In my previous article, I wrote that I had assisted Simon Just by helping to draft proceedings against Dr Louise Moody for her allegations he was secretly running an alleged troll Twitter account called @ReporterLAL. Within days she has humiliatingly deleted the tweets complained of and is now posting extracts from a public High Court judgement (see 88 ii) on Twitter (archive) in which a High Court judge said that there are, “unanswered questions” about the “closeness” of that account to Stephanie Hayden. In which case why accuse Just in the first place? The Just / @ReporterLAL allegation strikes me as the stupidest faildox ever. Just has never written about transgender self-identification or Dr Moody and to the extent I have, I was firmly on Moody’s side of the debate!

Moody Tweets about @ReporterLAL links to Stephanie Hayden

Moody Tweets about @ReporterLAL links to Stephanie Hayden, apparently abandoning Simon Just Faildox

The @ReporterLAL account is a long-running and controversial account. It has been repeatedly fail-doxed. One incident was when Dr Jacqui Dillon accused me. Dr Dillon is the literal Chair of the Hearing Voices Network (archive). Dillon also claimed that a famous rock star, Amy Lee of Evanescence, had personally told Dillon I was a stalker, and that Lee had a restraining order against me. Lee denied this and after I brought a High Court libel and harassment claim against Dillon, acting in person, Dillon quickly and humiliatingly settled and agreed never to repeat the allegation. My article is here and the permanent restraining / settlement order against Dr Dillon is here.

To be clear, I dis-associate myself from @ReporterLAL and so does Simon Just. I agree with some of their comments about false child abuse allegations but I do not approve of all their posts and I do not know who they are. I mostly fall on Moody’s side of the transgender debate. I have had limited recent correspondence with them, via their burner email, to discuss Moody’s allegations.

The Simon Just speculation however is one of the stupidest fail-dox I have ever seen. Just has never written about transgender issues.

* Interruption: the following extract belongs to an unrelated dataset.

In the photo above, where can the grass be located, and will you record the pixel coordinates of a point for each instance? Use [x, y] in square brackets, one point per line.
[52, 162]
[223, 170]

A search of his website yields no instances of the discussions of Stephanie Hayden, Louise Moody or most of the people ReporterLAL is involved with. For that matter, this site has never written about Hayden. The only ‘evidence’ I have seen is posts on Kiwi Farms along the lines of, “hurr durr they deny it so it must be true”. Kiwi Farms is a website run by a maniacal paedophile who supported the mass shooter of 51 innocent people at prayer and gloated about it (archive).

According to Kiwi Farms, Just, that guy who never wrote about the Hayden controversy (let me Google that for you), denies involvement so it must be true. I have seen the legal correspondence between Just and Moody. In my opinion there is likely a good claim for Just against Moody. On the other hand, the posts are deleted and Moody is now posting about the account’s links to someone else, which is not far off a retraction, albeit without an apology. Hopefully, it is the last we will see of allegations it is Simon Just.